WebNovels

Chapter 11 - Archived

The library didn't smell like antiseptic or ozone; it smelled like dust, old parchment, and the silent desperation of students who realized they were failing far too late in the semester.

I sat at a secluded mahogany desk in the South Wing, a place so deep in the archives that the mana-lamps flickered with a dim, orange hue instead of the usual white or yellow in populated areas.. My head throbbed, but it was a different kind of pain this time. Every few minutes, a strange, phantom sensation would ripple through my muscles—a dull ache in my calves, a sudden tightness in my chest.

[Share Connection: Active] [Stamina Gain (+0.01) attributed to Primary] [Vitality Gain (+0.01) attributed to Primary]

I leaned back, closing my eyes for a second. Somewhere, several kilometres away, my Clone had likely just crushed the core of some F-Rank Slime. It was a bizarre feeling, like being in a dream where you're running while sitting perfectly still.

"Focus," I hissed to myself, rubbing my temples.

I looked down at the massive, leather-bound tome in front of me: The Early Records of Sigil Craft and Geometry. In my previous life, Erhart had found a powerful set of runes in this very section—runes that allowed him to reinforce his mana circuits enough to withstand the pressure of A-Rank spells without his body tearing itself to dust. Although I was missing a few skills for the runes to have that much of an effect. Regardless, if I was going to keep using B-Rank compression with a D-Rank body, I needed those runes more a lot than he did.

But as I turned the heavy pages, my left hand—the one with the black mark—began to feel unnervingly cold.

The ink on the page seemed to shimmer. For a moment, the Latin script blurred, rearranging themselves into a language that didn't exist in any textbook I had ever read.

[Warning: Zero (■) is reacting to external data]

"Not now," I whispered, my eyes darting around the empty aisle.

I wasn't alone.

The footsteps were faint—too rhythmic to be a distracted student, too heavy to be a normal librarian. They were coming from the Restricted Section behind me.

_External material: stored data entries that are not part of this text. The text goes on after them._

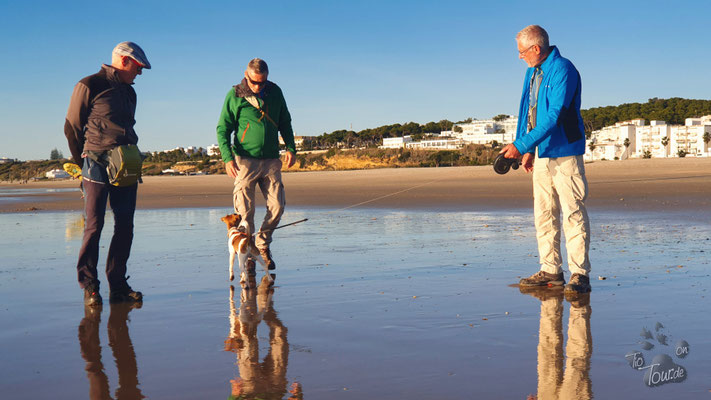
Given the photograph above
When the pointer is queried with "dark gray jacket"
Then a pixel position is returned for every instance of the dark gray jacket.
(101, 114)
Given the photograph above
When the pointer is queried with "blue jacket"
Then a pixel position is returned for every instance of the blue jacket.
(559, 130)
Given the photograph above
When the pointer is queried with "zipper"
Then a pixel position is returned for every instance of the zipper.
(244, 133)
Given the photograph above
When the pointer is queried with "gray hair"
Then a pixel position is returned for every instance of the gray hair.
(258, 66)
(533, 35)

I didn't turn around. Instead, I slowly reached for a pen, my mind racing. I had two Swaps left. If this was a threat, I could be in a dungeon in the blink of an eye, leaving a very confused assassin to deal with a silver-eyed clone.

But if I left now, I'd lose the book.

"You're looking in the wrong section, Aren Vale."

The voice was soft, melodic, and held the unmistakable resonance of someone who had lived far longer than their appearance suggested.

The hand of a larger person, their gender or identity I couldn't tell, reached over the shelf, gripping the corner with a concerning force.

"Didn't expect to see you here." It continued, its voice morphing into something else 

The only person I thought it could be was the emerald eyed man, so I looked up, expecting to see him.

Only to be met with...

Me.

I stared into my own eyes, concern rising up my throat.

No. Fuck no.

I'm not even going to try with this.

"Swap." I immediately went for the safest option.

[Swap in progres—]

The hand reached through the system box, breaking it into rough halves, and grasped my neck.

"That's not happening now is it?" It brought me closer, whispering into my ear as if to prevent someone... something from hearing.

"System!" I was running out of options fast, I tried to see if I could purchase any item or skill that could help me here.

[System is currently unavailable.]

Shit shit shit shit shit.

What the fuck was I supposed to do?

Die?

Roll over and give up?

The entity reached it's spare hand up, and with a familiar black marking, it cocked its arm back, and then everything went black.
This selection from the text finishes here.